Lundi 22 mai 2006, 11 heures
Salle RAPHAEL 1 - site d'Ivry-sur-Seine

Liquid water's structure is important to understand and is currently a vigorous topic of debate in the literature. In this presentation, structural correlations in liquid water are systematically examined using increasingly realistic theoretical models, including empirical rigid, empirical polarizable, empirical flexible with classical and quantum nuclei, and ab initio (DFT-BLYP) with classical nuclei at 300 and 353 K and quantum nuclei at 300 K.

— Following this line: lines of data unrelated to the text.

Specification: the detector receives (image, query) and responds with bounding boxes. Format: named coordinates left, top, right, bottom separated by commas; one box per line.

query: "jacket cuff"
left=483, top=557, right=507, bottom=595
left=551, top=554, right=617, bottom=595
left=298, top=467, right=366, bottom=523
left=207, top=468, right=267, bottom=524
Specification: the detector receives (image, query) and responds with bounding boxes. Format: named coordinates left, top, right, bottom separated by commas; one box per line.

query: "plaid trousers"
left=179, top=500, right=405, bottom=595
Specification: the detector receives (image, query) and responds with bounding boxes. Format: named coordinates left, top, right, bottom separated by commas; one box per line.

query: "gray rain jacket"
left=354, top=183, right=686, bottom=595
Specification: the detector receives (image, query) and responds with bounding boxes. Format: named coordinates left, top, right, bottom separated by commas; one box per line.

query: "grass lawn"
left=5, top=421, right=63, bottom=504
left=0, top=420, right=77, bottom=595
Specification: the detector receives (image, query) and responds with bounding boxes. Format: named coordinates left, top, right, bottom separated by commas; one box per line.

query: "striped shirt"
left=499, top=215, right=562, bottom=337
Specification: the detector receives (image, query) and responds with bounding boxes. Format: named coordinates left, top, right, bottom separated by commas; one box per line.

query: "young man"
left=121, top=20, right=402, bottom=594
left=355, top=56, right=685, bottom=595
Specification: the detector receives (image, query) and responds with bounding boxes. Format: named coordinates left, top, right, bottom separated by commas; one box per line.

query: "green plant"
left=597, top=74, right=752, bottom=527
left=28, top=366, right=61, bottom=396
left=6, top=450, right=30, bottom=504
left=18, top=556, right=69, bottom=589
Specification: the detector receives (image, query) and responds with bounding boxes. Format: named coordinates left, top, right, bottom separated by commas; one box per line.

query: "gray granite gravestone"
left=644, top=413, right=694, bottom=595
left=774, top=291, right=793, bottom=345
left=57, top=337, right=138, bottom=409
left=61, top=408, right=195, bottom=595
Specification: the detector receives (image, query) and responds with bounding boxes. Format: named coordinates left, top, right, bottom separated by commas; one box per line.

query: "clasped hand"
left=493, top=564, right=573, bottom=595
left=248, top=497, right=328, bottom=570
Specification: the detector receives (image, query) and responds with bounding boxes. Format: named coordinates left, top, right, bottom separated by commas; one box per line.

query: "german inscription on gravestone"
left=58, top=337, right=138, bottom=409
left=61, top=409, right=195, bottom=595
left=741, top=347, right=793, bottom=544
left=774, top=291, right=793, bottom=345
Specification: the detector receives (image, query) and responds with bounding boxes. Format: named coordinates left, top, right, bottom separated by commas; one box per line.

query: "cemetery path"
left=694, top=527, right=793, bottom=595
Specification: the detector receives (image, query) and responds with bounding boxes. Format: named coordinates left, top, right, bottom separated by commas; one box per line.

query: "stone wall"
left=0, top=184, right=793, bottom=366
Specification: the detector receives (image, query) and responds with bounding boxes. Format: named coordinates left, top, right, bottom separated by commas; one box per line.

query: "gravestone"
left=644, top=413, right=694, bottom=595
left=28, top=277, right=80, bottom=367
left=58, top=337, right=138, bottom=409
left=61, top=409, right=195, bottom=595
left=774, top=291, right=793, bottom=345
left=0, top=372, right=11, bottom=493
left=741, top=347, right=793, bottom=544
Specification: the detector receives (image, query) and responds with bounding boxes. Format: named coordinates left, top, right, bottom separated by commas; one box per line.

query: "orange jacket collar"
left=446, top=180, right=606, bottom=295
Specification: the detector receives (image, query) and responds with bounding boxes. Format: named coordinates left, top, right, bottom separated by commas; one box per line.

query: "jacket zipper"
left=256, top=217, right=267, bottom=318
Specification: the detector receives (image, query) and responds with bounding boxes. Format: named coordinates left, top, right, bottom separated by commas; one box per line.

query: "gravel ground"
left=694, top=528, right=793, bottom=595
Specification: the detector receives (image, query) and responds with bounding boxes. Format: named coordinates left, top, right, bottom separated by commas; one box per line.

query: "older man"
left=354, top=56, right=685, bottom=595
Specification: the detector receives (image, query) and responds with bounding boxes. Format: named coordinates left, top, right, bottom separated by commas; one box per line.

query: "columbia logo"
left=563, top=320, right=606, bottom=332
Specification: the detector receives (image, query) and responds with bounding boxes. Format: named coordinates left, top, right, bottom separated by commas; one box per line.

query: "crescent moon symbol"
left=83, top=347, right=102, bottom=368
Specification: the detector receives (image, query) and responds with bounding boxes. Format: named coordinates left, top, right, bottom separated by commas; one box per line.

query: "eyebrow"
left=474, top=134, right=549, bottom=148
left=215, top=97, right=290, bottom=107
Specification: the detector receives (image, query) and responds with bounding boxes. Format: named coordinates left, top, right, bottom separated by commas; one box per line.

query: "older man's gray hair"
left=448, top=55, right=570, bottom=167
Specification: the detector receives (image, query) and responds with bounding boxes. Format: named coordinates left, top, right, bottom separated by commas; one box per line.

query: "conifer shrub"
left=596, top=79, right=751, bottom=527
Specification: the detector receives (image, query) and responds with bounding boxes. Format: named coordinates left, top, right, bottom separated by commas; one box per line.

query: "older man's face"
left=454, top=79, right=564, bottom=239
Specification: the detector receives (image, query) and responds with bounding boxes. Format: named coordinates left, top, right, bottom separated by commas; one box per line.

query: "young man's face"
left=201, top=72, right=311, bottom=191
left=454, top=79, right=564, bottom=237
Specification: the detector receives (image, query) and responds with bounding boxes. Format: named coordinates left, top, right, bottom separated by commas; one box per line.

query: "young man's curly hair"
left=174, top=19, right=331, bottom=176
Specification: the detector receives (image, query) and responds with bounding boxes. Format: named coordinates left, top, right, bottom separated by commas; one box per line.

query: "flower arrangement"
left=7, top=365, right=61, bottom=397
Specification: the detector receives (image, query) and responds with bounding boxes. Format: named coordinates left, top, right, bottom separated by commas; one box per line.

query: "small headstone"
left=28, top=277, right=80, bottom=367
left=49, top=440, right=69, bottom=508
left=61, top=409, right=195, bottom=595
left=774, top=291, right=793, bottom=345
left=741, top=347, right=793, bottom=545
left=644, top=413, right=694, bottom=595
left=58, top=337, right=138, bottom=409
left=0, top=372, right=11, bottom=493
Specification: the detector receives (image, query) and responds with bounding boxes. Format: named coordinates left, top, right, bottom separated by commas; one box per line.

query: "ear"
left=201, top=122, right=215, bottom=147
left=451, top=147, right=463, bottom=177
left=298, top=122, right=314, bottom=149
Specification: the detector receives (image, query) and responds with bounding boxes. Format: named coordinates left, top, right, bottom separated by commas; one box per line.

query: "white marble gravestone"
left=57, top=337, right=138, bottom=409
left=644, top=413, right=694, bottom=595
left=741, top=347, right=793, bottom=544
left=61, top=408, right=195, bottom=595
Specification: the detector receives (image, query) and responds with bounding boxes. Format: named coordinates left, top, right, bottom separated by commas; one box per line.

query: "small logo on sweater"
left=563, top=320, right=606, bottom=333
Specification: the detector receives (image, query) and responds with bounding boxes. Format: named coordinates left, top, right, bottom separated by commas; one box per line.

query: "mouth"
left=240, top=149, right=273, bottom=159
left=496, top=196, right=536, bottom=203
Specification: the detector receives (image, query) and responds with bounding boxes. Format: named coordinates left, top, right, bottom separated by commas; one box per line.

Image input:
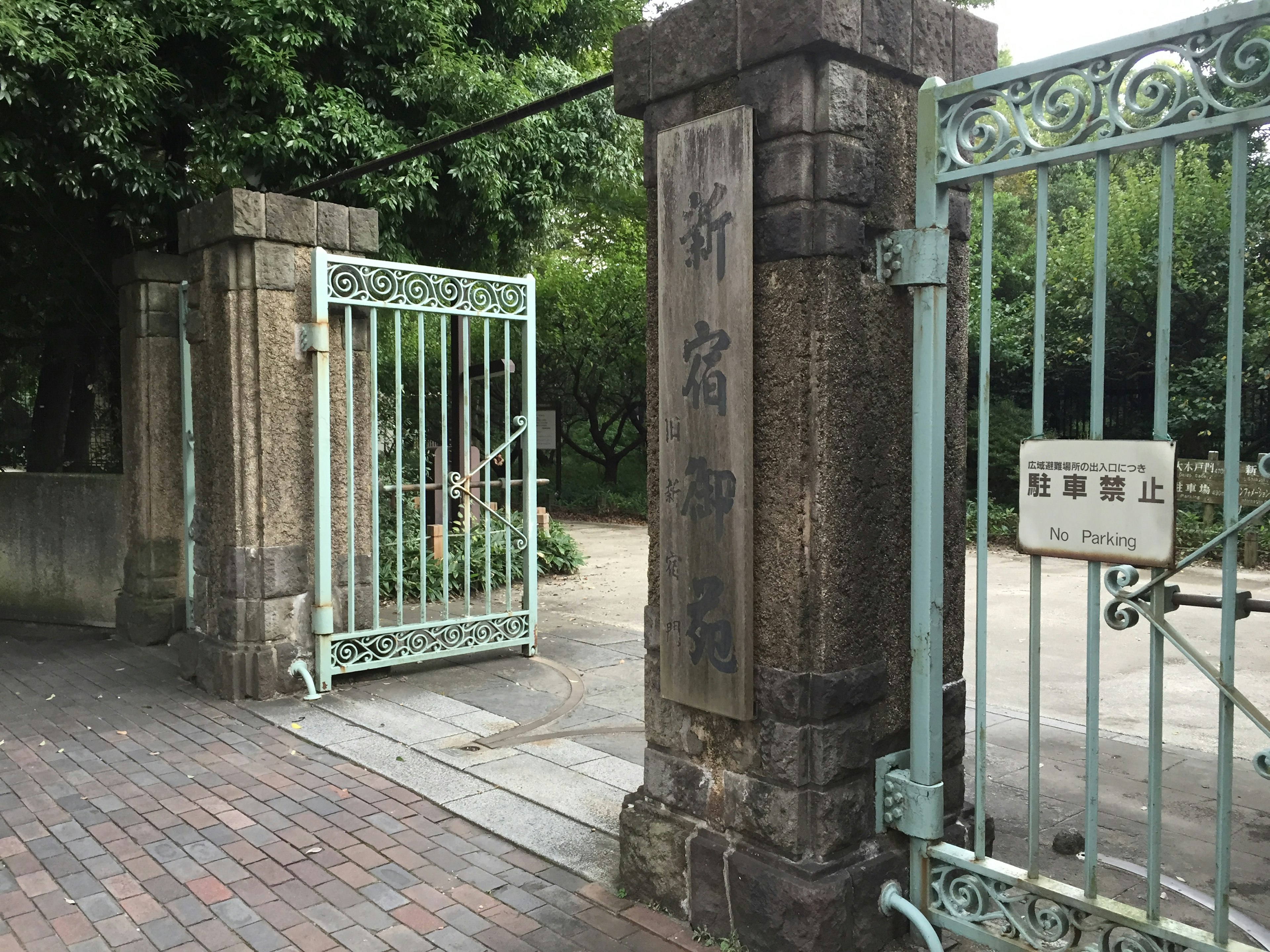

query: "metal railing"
left=899, top=0, right=1270, bottom=952
left=302, top=248, right=538, bottom=692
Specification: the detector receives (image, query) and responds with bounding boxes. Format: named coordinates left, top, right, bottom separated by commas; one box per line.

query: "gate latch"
left=300, top=324, right=330, bottom=354
left=874, top=750, right=944, bottom=840
left=876, top=228, right=949, bottom=287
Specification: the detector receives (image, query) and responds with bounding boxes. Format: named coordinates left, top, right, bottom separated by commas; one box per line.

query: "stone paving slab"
left=0, top=622, right=702, bottom=952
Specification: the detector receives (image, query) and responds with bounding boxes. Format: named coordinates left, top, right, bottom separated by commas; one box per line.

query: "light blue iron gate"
left=301, top=248, right=538, bottom=692
left=894, top=0, right=1270, bottom=952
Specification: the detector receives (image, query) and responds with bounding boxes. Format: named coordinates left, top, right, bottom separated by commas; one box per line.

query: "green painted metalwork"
left=909, top=0, right=1270, bottom=952
left=312, top=249, right=537, bottom=692
left=177, top=281, right=194, bottom=631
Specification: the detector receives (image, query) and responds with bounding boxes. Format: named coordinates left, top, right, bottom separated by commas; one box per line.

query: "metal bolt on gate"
left=876, top=0, right=1270, bottom=952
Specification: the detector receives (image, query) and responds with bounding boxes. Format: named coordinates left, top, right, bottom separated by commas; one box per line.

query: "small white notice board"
left=1019, top=439, right=1177, bottom=567
left=537, top=409, right=556, bottom=449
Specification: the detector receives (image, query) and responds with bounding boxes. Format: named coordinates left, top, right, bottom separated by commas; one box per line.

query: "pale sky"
left=974, top=0, right=1219, bottom=63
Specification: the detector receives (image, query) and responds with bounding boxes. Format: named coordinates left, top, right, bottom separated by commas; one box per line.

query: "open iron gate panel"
left=877, top=0, right=1270, bottom=952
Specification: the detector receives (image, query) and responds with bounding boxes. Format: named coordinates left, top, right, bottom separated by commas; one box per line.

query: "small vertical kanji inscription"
left=658, top=107, right=754, bottom=720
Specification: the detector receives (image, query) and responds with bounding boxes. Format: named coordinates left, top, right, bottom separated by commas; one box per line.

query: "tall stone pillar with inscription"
left=614, top=0, right=997, bottom=952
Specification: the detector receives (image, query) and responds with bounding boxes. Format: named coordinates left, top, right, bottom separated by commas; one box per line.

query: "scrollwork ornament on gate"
left=326, top=261, right=528, bottom=317
left=931, top=863, right=1186, bottom=952
left=330, top=615, right=528, bottom=668
left=1102, top=565, right=1142, bottom=631
left=940, top=17, right=1270, bottom=173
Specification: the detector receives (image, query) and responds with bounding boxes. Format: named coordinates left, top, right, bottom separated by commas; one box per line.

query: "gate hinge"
left=874, top=750, right=944, bottom=840
left=877, top=228, right=949, bottom=287
left=300, top=324, right=330, bottom=354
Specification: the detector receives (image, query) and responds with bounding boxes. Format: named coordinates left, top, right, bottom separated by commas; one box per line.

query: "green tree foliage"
left=536, top=188, right=647, bottom=482
left=0, top=0, right=639, bottom=462
left=970, top=139, right=1270, bottom=508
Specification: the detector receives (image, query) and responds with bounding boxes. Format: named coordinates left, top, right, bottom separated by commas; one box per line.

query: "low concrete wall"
left=0, top=472, right=127, bottom=626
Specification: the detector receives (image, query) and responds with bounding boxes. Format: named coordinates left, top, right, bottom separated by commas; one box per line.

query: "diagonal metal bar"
left=1107, top=594, right=1270, bottom=737
left=1109, top=500, right=1270, bottom=602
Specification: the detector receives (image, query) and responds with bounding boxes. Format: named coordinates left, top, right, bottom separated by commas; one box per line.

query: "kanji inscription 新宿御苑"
left=652, top=107, right=754, bottom=720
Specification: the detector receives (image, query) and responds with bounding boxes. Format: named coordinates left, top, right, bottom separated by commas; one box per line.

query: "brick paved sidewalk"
left=0, top=623, right=701, bottom=952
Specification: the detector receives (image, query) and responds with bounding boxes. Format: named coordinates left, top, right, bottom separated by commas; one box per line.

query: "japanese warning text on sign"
left=1019, top=439, right=1177, bottom=567
left=649, top=107, right=754, bottom=720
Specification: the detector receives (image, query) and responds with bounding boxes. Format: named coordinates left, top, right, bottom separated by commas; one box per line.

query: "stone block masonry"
left=166, top=189, right=378, bottom=698
left=614, top=0, right=997, bottom=952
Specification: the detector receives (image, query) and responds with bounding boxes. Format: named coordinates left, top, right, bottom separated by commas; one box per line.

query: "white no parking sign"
left=1019, top=439, right=1177, bottom=567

The results obtained from well-converged Car-Parrinello MD and MD simulations support a (traditional) tetrahedral model of liquid water and provide a useful benchmark for the study of solvated N-methylacetamide (NMA), a simple molecular model of the peptide linkage in proteins. Because of its small size, NMA is amenable to study by high resolution/accuracy experimental and theoretical techniques that are not easily applicable to large systems. Two distinctly different theoretical descriptions, an ab initio (DFT-BLYP) and an empirical (CHARMM22) model, of NMA in explicit water solvent are employed to characterize the solvent structure at equilibrium and changes in solvation structure accompanying the cis-trans isomerization of NMA. Additionally, the thermodynamic, structural, and electronic properties of NMA along a preselected isomerization pathway, i.e., the torsional twist angle about the peptidic C(O)-N bond, are probed by performing both umbrella-sampling CPMD and MD as well as static calculations. An electronic restructuring of the peptide bond is revealed using state-of-the-art analysis tools, namely ELF and Wannier functions, shedding further light on (changes in) the peptide partial-double bond in proteins.